Human-in-the-Loop Entity Mining from Noisy Web Data

Professor Eduard Dragut, Temple University

1-2 pm, Tuesday, 6 April 2021
online via WebEx


Recognizing entities that follow or closely resemble a regular expression (regex) pattern is an important task in information extraction. Due to a vast diversity of web documents and ways in which they are generated, even seemingly straightforward tasks such as identifying mentions of date in a document becomes very challenging. It is reasonable to claim that it is impossible to create a regex that is capable of identifying such entities from web documents with perfect precision and recall. Rather than abandoning regex as a go-to approach for entity detection, we present methods to combine the expressive power of regexes, the ability of deep learning to learn from large data, and the human-in-the-loop approach into a new integrated framework for entity identification from web data. The framework starts by creating or collecting the existing regexes for a particular type of entity. Those regexes are then used over a large document corpus to collect weak labels for the entity mentions and a neural network is trained to predict those regex-generated weak labels. Finally, a human expert is asked to label a set of documents and the neural network is fine-tuned on those documents.

While human effort is critical to build an entity recognition model, surprisingly little is known about how to best invest that effort given a limited time budget. Should a human’s effort be spent on writing a regex recognizing an entity or on manually label entity mentions in a document corpus? When a user is allowed to choose between regex construction and manual labeling, we discover that (1) if the time budget is low, spending all time for regex construction is often advantageous, (2) if the time budget is high, spending all time for manual labeling seems to be superior, and (3) between those two extremes, writing regexes followed by manual labeling is typically the best approach. I will also give an overview of the ongoing and future projects.


Eduard Dragut is an Associate Professor in the Computer and Information Sciences Department at Temple University.
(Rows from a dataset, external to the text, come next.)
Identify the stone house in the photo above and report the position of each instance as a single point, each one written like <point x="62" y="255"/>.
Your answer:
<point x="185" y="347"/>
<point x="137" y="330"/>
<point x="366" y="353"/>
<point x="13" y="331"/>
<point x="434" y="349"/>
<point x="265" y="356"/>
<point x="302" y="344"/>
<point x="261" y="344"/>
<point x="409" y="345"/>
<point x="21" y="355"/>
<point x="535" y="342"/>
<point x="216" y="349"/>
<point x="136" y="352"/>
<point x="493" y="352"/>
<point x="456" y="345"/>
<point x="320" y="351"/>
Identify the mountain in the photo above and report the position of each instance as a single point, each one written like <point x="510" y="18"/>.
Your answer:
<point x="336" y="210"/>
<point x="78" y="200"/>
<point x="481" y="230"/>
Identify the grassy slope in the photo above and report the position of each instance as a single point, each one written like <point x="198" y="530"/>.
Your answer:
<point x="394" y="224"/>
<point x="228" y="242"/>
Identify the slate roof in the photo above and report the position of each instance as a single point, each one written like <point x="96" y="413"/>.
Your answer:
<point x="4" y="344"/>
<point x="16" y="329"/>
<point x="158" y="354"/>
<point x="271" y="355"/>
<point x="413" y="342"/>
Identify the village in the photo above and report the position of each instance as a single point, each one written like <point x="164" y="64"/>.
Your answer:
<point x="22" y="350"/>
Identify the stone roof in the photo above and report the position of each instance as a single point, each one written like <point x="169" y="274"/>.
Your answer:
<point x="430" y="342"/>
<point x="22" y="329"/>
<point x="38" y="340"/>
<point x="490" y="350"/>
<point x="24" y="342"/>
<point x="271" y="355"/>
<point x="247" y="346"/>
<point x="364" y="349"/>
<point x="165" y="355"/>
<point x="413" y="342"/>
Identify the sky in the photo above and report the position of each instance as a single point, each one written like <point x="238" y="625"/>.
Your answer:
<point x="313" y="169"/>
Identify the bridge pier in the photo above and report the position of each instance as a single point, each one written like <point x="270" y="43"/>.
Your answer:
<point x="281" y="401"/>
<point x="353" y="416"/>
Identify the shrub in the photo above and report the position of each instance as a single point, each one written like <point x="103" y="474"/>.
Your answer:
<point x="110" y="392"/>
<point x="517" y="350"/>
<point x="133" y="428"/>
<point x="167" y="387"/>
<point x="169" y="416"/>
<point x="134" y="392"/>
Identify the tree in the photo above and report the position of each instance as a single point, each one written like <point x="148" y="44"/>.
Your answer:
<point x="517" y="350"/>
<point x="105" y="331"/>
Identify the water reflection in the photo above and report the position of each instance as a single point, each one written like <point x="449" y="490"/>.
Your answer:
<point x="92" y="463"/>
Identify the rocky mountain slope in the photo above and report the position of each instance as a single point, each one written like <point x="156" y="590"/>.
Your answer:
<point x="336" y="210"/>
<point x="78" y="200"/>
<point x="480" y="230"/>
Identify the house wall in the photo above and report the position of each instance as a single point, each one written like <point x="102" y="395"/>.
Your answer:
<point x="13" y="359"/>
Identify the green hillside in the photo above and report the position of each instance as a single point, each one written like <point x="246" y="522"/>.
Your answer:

He received his Ph.D. degree in Computer Science from the University of Illinois at Chicago. He previously was a Postdoctoral Research Associate at Purdue University, Discovery Park, Cyber Center. His main area of research is Web data management, e.g., retrieval, extraction, representation, cleaning, analysis, and integration. He is actively pursuing projects in  Data Cleaning, Social  Media Mining (e.g., user behavior and fake news), the Future of Work, and Cyber-Infrastructure for Scientific Research. He is co-author of a book on Deep Web data integration, Deep Web Query Interface Understanding, and Integration.